# Removing Labels



## ks.bee.kpr (Jan 25, 2005)

If There the paper style lables you can soak them in warm water with 2 tbsp of straight-A cleaner. The lables will nearly fall of the bottles in about 5 min. Hoever if the bottles are screen printed I dont think they are easy to remove but maybe somebody here can help


----------



## chemistbert (Mar 4, 2004)

I saok mine in clorox water. The clorox is basic and helps loosen the glue and it disinfects the insides too.


----------



## Ben Brewcat (Oct 27, 2004)

Bleach is great. Ammonia is good too (DON'T USE BOTH). PBW, straight-A, or other brewing cleansers are cool but a little more spendy. Time's your best ally; with bleach I use two ounces per five gallons (a little stiffer if there's a lot of gunk like bottles from a restaurant or bar) and leave it a couple days. Overnight usually does the deed.

Once they've loosened, I just use my nails to scrape off the gum on the glass, "candle" the bottle sideways and through the bottom for any remaining deposits, and store upside down until use.


----------



## ks.bee.kpr (Jan 25, 2005)

Ben.. did you make some kinda rig to put them upside down? Im trying to find a good way to drain & air out the bottles


----------



## nursebee (Sep 29, 2003)

ks.bee,
Homebrew suppliers sell bottle racks for just that purpose. You could make one, but it would not clean as well as plastic.


----------



## ks.bee.kpr (Jan 25, 2005)

I will check there monday Thanks Nursebee!


----------



## ks.bee.kpr (Jan 25, 2005)

Ok little off the subject but this straight-A cleaner I'm using leaves a white film on the bottles even after Ive scrubed them with a cloth. whats up with that?


----------



## hawgdawg133 (Aug 13, 2002)

Thanks everyone?


----------



## Ben Brewcat (Oct 27, 2004)

The bottle drying racks are great (I have two); some folks use a holesaw to make stands in wood so nothing touches the inside of the bottle. Except for when sanitizing right before use, I store bottles upside down in their cases to prevent dust from falling in. Some folks crumple little squares fo aluminum foil over the tops of the sanitized bottles and store till bottling. I'm a little paranoiod for that.

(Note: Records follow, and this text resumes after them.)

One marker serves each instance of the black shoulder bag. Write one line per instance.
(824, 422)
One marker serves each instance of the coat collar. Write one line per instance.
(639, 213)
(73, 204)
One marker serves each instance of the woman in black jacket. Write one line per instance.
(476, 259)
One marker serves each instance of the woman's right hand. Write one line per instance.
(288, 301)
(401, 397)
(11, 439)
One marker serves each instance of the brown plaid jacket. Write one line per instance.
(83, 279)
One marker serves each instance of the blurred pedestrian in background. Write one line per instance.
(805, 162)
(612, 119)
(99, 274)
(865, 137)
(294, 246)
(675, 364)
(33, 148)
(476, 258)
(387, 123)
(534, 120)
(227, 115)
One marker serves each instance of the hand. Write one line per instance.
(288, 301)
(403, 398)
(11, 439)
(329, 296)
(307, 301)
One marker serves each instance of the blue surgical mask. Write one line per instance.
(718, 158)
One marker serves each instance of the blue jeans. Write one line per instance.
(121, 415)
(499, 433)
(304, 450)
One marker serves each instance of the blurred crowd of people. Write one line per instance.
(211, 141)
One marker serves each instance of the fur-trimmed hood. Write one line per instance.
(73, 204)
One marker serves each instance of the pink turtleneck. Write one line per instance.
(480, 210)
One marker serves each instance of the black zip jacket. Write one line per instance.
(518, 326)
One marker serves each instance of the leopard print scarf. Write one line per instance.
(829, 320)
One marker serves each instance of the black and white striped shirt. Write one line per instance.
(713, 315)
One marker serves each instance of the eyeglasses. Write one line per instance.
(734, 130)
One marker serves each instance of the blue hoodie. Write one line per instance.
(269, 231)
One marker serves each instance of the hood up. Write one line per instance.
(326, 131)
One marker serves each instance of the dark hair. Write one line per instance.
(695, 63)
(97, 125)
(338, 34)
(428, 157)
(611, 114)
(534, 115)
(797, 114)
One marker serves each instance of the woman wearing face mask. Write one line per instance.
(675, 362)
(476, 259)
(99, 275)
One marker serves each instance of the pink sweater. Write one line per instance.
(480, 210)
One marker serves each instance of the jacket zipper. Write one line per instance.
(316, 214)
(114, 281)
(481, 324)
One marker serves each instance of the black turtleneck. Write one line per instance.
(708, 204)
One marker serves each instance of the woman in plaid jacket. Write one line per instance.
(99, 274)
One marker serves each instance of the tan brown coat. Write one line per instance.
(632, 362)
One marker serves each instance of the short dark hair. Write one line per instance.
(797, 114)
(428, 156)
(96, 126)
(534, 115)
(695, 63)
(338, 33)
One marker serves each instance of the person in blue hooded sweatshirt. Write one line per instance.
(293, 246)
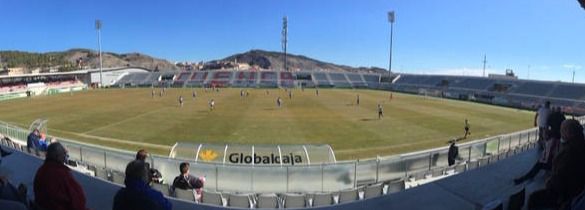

I've had that same experience with Straight-A; I don't know what it is. Make sure you're not mixing it too strong, but some waters I think interact with the cleanser or the cleanser and the soil to make the deposit. I'm personally a big PBW fan, Star-San too (no-rinse acid sanitizer, SWEET stuff, effective in two minutes but you could drink it). Very earth-friendly, highly effective, and easy to use. It's what many of the pro brewers use for the same reasons; though the McBeer and other super-huge operations boil caustic solution for cleansing   . No affiliation with Five-Star. Bleach is just too hard on my clothes and on our trout!


----------